Crossing the Southern border again changes people. Pete has got the courage to propose to Rachel, and Norton finally admit his sense of guilt. Or maybe “change” is not a correct word, because I believe Pete loves Rachel from long time ago, and Norton does feel somewhat guilty right after he killes Mel. Therefore, instead of “change”, maybe it’s better to say that crossing the border “enlarges” people’s true sentiments. So does it mean that crossing the Northern border makes people hide their feelings?

Walker (1987)–Screening 3rd-Aug.-2017

This is the second film in a row which talks about dictatorship. I never believe that all dictatorship is evil and has negative effects in all the aspects, nor that all revolution/democracy is good and has positive effects. It’s so much more complicated than merely good or bad.

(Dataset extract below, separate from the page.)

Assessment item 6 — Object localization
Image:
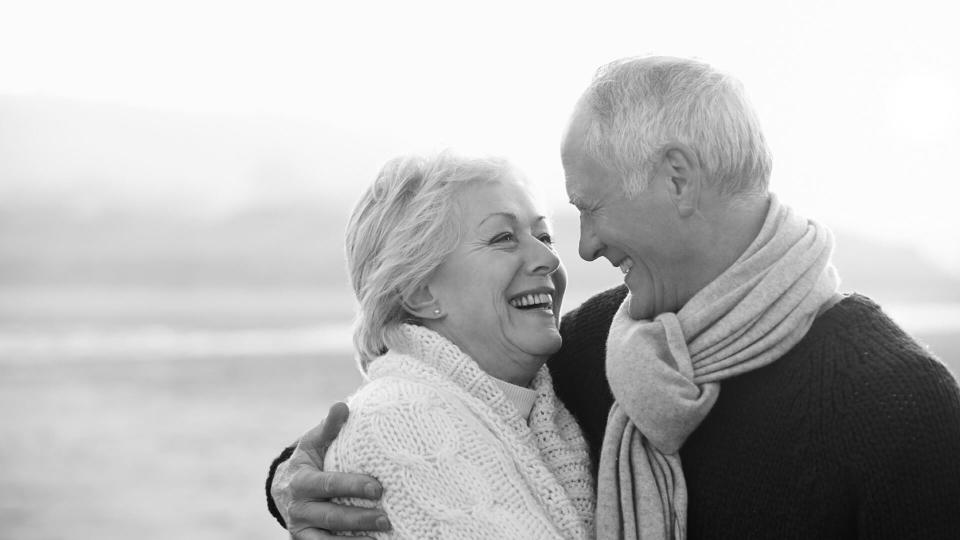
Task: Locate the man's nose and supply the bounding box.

Another very interesting thing is that, although at the very beginning of the movie Walker, the script says “It’s a true story”; however, it’s really hard for me to believe that Walker truely managed to flee Mexico in the armed insurrection like the film says, and even harder when Walker walks so pacificly in the battle in which the Americans unexpectedly win and overthrow the government of Nicaragua, in spite that this is a very serious movie, compared to the comedy film Bananas of Woody Allen, in which with all the parodies and exaggerations, somehow I do believe that some one in this world would actually do as what Fielding does when he is picking up porno magazine, or what he does in the subway with the two thugs.

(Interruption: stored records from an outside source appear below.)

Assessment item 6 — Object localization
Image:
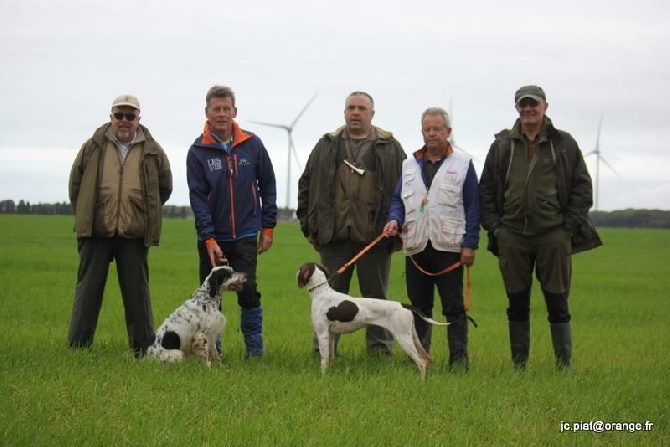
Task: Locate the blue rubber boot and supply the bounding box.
[240,307,263,358]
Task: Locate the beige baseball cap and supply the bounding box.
[516,85,547,104]
[112,94,140,112]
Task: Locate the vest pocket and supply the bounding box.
[400,216,421,252]
[435,216,465,246]
[437,185,461,208]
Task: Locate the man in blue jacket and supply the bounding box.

Lastly I want to say something about interpretation. The two female protagonists, Walker’s fiancee Ellen and Doña Yrena, both are silent to some extent: Ellen literally cannot speak and has to use sign language and waits to be interpreted by Walker, meanwhile Doña Yrena only speaks Spanish at first and in order to be heard by the Americans she needs an interpreter as well (I was as surprised as Walker in the end to learn that Doña Yrena could actually speak fluent English, and I cannot understand this plot).  It reminds me of Gayatri Chakravorty Spivak’s famous article “Can the Subaltern Speak?”, which we studied and discussed in the previous term. Some how it’s accepted as a consensus that the subalterns can physically speak, so it’s better to modify this question as “Can the Subaltern be Heard?” In the case of Ellen, she cannot speak by her voice, but she speaks by signs, and Walker does know the sign language, so he can “hear” her. However, at the mean time, he chooses to hear what he wants to hear, and interprete her words into the ones he thinks appropriate, so in this way he cannot, or rather, he doesn´t want to hear her.

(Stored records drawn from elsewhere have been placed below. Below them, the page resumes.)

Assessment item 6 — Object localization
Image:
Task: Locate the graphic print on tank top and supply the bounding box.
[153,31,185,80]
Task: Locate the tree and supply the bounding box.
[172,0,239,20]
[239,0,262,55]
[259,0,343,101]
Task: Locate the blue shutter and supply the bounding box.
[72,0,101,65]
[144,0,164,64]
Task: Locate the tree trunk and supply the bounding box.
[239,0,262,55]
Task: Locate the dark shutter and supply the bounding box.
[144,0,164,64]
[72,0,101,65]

        The funny part is that both of them do know that their words are not translated accordingly, they are angry, but they could do nothing, or rather they does nothing afterwards, especially Doña Yrena. But in the end, even though she speaks her mind in English, Walker still chooses to ignore, which may suggest that the reason Doña Yrena didn´t speak English at the begining is because she already knew that she wouldn´t be heard.